Johannesburg – JSE-listed Aspen Pharmacare Holdings Limited (APN), a global multinational specialty pharmaceutical company, is pleased to report reviewed provisional Group financial results for the year ended 30 June 2022.

SALIENT FEATURES

  • Revenue from continuing operations increased by 2% (+5% in constant exchange rate (“CER”)) to R38,6 billion (FY2021: R37,8 billion);
  • Normalised EBITDA from continuing operations increased by 11% (+13% in CER) to R11,0 billion (FY2021: R9,9 billion); 
  • Normalised headline earnings per share from continuing operations increased by 24% (+26% in CER) to 1 627,6 cents (FY2021: 1 309,7 cents);
  • Headline earnings per share from total operations increased by 31% (+31% in CER) to 1 461,2 cents (FY2021: 1 119,1 cents);
  • Earnings per share from total operations increased by 36% (+36% in CER) to 1 432,3 cents (FY2021: 1 052,9 cents);
  • Dividend declared to shareholders increased by 24% to 326 cents per ordinary share (FY2021: 262 cents);
  • Aspen signs 10-year agreement with the world’s largest vaccine producer, Serum Institute of India.

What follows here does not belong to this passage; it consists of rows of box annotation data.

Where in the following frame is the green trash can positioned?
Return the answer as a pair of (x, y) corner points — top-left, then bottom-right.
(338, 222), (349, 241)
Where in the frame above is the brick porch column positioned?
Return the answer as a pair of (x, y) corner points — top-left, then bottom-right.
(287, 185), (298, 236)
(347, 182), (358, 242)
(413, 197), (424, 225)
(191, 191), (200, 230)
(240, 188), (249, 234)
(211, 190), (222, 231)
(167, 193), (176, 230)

Stephen Saad, Aspen Group Chief Executive said, “The Group has achieved a robust set of results for the year ended 30 June 2022, supported by improved operating margins underpinned by a lower operating expense base and a strong balance sheet, all of which provide a solid foundation for future sustainable growth.”

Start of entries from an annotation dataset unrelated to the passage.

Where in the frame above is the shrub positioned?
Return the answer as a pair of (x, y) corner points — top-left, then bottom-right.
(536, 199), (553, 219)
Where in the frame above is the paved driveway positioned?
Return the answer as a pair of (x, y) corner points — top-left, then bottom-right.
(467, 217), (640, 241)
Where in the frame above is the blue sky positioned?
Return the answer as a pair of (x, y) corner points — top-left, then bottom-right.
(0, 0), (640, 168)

“Aspen has concluded a 10-year collaboration agreement with Serum Institute of India Pvt. Ltd. (“the Serum Institute”) to manufacture, market and distribute four Aspen-branded routine vaccines in Africa. In responding to the COVID-19 pandemic, investing billions to establish world class steriles manufacturing capability, Aspen has demonstrated its ability to partner successfully to deliver millions of doses of vaccine to the highest standard.  Through this agreement with the Serum Institute, the partners are responding to the African Union’s call for more African vaccine manufacturing on the continent. Enhancing access to medicines is at the forefront of Aspen’s ESG strategy. ”

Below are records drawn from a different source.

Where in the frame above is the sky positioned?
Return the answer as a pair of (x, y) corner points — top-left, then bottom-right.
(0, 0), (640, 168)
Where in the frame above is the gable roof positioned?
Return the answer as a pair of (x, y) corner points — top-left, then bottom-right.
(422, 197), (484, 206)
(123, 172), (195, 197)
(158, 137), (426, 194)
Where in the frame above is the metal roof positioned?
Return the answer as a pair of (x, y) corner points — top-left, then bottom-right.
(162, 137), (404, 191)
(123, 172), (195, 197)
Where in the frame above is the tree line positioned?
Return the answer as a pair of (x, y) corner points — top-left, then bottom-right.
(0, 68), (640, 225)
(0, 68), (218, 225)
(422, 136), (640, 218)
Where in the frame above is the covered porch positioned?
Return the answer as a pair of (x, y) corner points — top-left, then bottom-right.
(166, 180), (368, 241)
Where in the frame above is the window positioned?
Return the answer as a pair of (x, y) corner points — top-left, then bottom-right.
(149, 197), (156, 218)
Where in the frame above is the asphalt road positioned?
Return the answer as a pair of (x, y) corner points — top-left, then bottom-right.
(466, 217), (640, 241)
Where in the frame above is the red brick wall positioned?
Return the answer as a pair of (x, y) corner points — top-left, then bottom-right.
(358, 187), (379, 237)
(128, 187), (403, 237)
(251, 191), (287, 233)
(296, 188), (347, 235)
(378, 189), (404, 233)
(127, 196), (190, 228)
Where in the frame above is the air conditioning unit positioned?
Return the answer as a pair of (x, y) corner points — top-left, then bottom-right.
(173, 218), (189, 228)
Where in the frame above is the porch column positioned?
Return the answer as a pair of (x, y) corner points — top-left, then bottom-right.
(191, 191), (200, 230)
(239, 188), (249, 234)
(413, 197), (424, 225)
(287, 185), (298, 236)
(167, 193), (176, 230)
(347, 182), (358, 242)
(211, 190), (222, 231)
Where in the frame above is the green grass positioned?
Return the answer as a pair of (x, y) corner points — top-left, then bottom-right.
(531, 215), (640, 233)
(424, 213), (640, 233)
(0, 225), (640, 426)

GROUP HIGHLIGHTS (CONTINUING OPERATIONS)

[1] The Group assesses its operational performance using constant exchange rate (“CER”) and all segmental performance-related commentary is made with reference to the underlying CER trends. The table above compares performance from continuing operations to the prior comparable period at reported exchange rates and at CER.

2 The CER % change is based upon the performance for the year ended 30 June 2021 restated using the average exchange rates for the year ended 30 June 2022.

3  Operating profit before depreciation and amortisation adjusted for specific non-trading items as set out in the normalised headline earnings reconciliation on page 8 of Aspen’s Year End Results Booklet available at www.aspenpharma.com.

4 Normalised headline earnings per share (“NHEPS”) represents headlines earnings per share (“HEPS”) adjusted for specific non-trading items as defined in the Group’s accounting policy.

5 Dividend declared on 31 August 2022, to be paid on 26 September 2022 (2021: Declared on 1 September and paid 27 September 2021).

GROUP PERFORMANCE (CONTINUING OPERATIONS)

The Group has delivered a strong performance, with double digit organic growth in normalised EBITDA, operating profit and earnings. This performance is testimony to Aspen’s resilience against the backdrop of a challenging trading environment and inflationary cost pressures. 

Group revenue for the financial year ended 30 June 2022 grew 2% (+5% CER) to R38 606 million with Commercial Pharmaceuticals revenue declining 1% (+1% CER) and Manufacturing revenue increasing 11% (+18% CER). Gross profit growth of 3% (+5% CER) slightly exceeded revenue growth, with the underlying segmental gross margins all showing improvement. The increased contribution from the lower margin Manufacturing segment diluted the overall gross margin percentage. Normalised EBITDA rose 11% (+13% CER) to R11 012 million, largely due to the leverage provided by lower operating expenses. NHEPS increased 24% (+26% CER) to 1627.6 cents, bolstered by reduced net financing costs. The higher percentage growth in earnings per share, relative to HEPS, is attributable to the profit on the sale of a product portfolio divested in South Africa.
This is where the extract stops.